Lerner envisions a fresh coalition between open-minded secular leftists, worship-going liberals and I’m-spiritual-not-religious progressives, built on an interfaith vocabulary not limited to the Bible.

Assuming such an uneasy trinity can be cobbled together, Lerner devotes the second half of the book to the practicalities of a Spiritual Covenant with America. Much of it fits with current Democratic ideas–universal health care, earth-friendly alternative fuels, full employment, a massive housing movement to end poverty, an ambitious program of natural-disaster readiness. The difference is the Covenant boldly embraces these things in the name of spiritual values of generosity and care.

“The fundamental goodness of the American people is now awakening to the need for a new bottom line based not only on economic success but also on our deepest spiritual values, values that are shared by religious as well as secular people, values that were and are central to the building of American society.”

Is this naive? Lerner warns his left-wing cadres to brace themselves for cynical accusations of New Age flakiness and (needless to say) communism. But remember, he says: Most world religions affirm kindness, Golden Rule, non-violence and care of creation. The biblical Sabbath is a rebuke to a 24/7 ideology of globalization. Jesus’ words in Matthew 25 command generosity to the underdog.

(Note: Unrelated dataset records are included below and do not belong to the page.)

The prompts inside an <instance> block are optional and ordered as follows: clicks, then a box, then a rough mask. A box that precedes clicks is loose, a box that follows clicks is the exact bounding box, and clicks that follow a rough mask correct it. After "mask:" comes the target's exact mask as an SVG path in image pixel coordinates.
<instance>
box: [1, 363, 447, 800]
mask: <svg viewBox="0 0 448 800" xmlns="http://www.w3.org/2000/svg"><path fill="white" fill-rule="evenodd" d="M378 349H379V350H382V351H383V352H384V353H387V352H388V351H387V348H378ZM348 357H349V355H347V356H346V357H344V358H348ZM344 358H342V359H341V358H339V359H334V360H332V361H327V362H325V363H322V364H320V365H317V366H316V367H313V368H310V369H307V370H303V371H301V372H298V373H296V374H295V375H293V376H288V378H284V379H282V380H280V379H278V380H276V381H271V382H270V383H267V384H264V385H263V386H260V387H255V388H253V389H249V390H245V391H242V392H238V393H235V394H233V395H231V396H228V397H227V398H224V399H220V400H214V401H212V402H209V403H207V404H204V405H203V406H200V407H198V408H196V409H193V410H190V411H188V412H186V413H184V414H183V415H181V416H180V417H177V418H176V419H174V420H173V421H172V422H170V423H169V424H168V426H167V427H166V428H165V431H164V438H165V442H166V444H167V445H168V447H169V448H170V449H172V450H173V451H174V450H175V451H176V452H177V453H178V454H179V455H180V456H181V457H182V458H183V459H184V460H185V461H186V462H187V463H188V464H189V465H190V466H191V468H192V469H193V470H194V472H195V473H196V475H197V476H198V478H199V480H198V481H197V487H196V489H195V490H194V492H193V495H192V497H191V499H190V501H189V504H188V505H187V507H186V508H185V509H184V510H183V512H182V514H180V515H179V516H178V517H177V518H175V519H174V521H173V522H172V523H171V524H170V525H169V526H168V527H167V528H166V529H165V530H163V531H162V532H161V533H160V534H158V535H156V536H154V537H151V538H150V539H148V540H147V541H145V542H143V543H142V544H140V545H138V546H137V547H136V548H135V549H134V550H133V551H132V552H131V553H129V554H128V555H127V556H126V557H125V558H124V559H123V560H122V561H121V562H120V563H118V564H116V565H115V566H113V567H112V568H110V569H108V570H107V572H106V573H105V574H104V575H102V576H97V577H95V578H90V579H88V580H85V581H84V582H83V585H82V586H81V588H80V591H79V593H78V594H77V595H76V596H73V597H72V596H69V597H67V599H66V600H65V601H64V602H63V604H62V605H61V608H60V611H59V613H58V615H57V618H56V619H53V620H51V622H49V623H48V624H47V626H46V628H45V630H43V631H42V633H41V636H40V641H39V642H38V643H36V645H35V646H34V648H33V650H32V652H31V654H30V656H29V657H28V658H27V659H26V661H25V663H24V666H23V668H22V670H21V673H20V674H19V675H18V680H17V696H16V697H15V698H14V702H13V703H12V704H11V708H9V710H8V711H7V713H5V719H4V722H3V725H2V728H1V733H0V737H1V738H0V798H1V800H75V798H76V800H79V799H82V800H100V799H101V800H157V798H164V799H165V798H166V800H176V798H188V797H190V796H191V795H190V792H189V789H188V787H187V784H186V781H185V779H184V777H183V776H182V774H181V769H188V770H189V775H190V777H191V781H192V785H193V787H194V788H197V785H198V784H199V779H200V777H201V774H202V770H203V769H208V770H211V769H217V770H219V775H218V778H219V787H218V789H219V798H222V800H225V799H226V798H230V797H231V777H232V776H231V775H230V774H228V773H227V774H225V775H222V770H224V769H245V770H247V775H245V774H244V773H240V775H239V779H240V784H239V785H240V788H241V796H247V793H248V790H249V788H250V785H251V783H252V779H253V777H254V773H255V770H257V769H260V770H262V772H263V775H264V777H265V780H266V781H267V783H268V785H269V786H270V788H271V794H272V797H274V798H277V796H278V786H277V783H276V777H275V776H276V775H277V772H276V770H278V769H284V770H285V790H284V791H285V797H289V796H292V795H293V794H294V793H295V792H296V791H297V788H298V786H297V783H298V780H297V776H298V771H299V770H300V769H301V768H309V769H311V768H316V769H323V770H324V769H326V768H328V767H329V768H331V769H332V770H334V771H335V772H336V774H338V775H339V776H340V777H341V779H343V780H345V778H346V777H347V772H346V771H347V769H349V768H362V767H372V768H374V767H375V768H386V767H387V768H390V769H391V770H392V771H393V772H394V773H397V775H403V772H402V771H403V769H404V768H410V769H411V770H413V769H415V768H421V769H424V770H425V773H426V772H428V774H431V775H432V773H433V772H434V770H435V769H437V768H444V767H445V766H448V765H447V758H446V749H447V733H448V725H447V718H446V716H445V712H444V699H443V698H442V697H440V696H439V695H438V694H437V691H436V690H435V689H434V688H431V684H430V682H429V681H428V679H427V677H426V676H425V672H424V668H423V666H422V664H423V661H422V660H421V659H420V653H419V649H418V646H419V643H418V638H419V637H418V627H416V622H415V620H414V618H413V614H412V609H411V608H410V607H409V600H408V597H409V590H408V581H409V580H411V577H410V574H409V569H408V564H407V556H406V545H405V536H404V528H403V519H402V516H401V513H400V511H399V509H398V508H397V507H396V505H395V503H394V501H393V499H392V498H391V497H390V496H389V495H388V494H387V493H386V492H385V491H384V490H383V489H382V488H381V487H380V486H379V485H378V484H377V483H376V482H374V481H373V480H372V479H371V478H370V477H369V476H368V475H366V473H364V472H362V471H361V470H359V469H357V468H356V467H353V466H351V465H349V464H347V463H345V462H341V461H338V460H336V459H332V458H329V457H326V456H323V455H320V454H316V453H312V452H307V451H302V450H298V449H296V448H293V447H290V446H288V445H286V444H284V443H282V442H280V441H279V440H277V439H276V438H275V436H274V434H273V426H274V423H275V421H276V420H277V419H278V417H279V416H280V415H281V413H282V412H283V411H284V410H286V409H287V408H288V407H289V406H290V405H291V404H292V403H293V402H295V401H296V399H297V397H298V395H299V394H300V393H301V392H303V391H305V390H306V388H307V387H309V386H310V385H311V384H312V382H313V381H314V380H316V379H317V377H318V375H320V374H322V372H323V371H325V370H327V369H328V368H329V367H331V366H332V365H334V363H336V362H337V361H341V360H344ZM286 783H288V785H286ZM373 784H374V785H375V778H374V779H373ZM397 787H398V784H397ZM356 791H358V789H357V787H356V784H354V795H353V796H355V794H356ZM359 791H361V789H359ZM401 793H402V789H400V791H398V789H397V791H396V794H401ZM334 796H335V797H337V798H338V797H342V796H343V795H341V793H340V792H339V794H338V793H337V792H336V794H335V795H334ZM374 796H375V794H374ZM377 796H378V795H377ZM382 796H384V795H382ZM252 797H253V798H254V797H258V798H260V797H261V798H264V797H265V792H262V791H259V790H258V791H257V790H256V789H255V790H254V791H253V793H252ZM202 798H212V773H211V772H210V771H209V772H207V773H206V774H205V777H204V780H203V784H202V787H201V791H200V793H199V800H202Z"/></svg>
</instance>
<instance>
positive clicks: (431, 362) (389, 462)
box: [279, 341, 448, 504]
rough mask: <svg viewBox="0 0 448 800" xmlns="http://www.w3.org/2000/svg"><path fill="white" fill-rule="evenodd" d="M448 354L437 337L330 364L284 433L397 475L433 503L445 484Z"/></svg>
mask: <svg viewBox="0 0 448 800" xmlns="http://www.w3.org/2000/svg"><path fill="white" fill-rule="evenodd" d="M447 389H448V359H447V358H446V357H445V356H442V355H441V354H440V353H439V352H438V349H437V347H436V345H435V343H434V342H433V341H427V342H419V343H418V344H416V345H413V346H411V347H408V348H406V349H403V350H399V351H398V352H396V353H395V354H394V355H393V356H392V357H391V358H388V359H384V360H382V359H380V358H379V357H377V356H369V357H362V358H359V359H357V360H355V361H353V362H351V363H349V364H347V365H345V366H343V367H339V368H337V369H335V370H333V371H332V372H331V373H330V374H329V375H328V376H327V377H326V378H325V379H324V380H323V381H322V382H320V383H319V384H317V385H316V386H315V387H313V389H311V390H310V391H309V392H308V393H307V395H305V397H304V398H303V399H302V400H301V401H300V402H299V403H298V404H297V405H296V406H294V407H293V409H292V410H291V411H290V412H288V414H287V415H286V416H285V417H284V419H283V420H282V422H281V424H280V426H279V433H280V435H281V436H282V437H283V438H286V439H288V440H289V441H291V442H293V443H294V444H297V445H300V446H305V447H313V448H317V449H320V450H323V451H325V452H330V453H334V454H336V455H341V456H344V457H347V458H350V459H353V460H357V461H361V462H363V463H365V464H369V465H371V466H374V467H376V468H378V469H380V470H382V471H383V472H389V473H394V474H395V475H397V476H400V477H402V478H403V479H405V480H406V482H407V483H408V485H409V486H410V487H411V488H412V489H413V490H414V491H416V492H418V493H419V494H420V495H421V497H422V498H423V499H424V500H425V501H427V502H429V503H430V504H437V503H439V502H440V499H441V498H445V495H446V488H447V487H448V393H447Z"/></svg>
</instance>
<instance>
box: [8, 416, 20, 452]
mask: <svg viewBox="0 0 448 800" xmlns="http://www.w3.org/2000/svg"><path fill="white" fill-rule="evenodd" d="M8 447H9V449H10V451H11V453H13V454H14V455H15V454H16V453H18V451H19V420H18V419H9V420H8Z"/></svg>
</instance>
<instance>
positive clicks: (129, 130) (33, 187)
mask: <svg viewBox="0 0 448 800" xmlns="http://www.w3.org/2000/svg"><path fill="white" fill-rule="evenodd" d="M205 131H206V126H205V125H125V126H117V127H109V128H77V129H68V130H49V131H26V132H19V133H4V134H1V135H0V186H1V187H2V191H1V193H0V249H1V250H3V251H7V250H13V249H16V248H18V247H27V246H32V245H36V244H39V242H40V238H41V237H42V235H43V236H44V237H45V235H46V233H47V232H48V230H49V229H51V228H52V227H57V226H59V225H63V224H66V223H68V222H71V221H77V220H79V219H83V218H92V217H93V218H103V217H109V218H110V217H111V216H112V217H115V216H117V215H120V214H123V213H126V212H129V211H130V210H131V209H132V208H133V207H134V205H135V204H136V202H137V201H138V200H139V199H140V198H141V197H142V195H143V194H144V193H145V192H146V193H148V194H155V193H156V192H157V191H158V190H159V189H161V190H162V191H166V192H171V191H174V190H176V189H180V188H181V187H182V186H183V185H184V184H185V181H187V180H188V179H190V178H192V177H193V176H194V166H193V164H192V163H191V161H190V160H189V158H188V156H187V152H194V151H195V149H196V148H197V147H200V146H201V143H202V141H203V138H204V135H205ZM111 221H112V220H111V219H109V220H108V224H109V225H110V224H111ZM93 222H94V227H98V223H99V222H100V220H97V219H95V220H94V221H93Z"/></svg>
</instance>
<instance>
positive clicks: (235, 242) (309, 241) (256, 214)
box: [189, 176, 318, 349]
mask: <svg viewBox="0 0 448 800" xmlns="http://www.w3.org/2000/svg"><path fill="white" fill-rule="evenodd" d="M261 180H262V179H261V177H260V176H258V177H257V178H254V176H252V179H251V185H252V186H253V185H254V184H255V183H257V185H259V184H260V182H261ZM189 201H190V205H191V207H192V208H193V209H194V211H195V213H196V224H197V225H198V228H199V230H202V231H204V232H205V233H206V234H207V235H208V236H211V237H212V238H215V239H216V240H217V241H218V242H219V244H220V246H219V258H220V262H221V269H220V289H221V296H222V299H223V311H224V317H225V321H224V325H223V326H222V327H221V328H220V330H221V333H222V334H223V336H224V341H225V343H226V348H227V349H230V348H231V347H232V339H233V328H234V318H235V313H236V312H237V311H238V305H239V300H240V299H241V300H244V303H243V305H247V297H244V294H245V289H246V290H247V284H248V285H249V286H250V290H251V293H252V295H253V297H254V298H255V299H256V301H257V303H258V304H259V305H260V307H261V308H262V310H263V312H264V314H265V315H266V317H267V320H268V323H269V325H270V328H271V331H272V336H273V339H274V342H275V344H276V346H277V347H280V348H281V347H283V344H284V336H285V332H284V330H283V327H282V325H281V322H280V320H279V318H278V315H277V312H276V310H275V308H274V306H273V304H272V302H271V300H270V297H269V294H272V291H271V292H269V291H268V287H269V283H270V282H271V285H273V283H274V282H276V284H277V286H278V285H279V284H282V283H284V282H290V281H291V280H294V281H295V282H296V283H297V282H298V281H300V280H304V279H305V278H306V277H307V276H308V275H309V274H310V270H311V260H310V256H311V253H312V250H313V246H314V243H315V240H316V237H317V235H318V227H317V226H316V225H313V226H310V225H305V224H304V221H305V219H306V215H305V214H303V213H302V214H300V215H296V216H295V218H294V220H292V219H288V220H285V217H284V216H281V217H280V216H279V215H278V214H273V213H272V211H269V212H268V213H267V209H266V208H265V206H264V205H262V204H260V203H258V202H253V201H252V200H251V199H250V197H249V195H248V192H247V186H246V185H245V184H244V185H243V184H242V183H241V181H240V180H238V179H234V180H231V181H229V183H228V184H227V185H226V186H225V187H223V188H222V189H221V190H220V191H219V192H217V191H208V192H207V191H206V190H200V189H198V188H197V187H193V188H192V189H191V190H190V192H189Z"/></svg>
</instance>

Lerner’s book is rich and sweeping–also lengthy and repetitive. He underestimates, I think, the locked-and-loaded ideology of conservative religion in this media age of sneering talk radio and internet false witness, where millions of Protestants now believe unfettered capitalism is mandated by the Bible and the primary image of Jesus is not the peacemaker of the Gospels but the apocalyptic avenger of Revelation.

As a new Moses pulling together a quarrelsome left-wing, Lerner’s work is cut out for him. Last week, he gathered some 1,200 people for his new Network of Spiritual Progress, with mixed success. The New York Times headline said: “Religious Left Struggles to Find Unifying Message.”

But he is an empathetic writer who avoids invective and draws on a deep pool of hope. The world has changed before, he declares. Feudalism was defeated. So was slavery, child labor, apartheid, Soviet tyranny, segregation, the suppression of women. (And not so long ago, voters elected, twice, a spiritually sensitive Democrat who united people around ideas of the common good–Bill Clinton.) The domineering voices of the RIght Hand of God will falter and implode. This spiritual liberal isn’t giving up.

Ray Waddle, a writer based in Nashville, Tenn., is author of Against the Grain: Unconventional Wisdom from Ecclesiastes.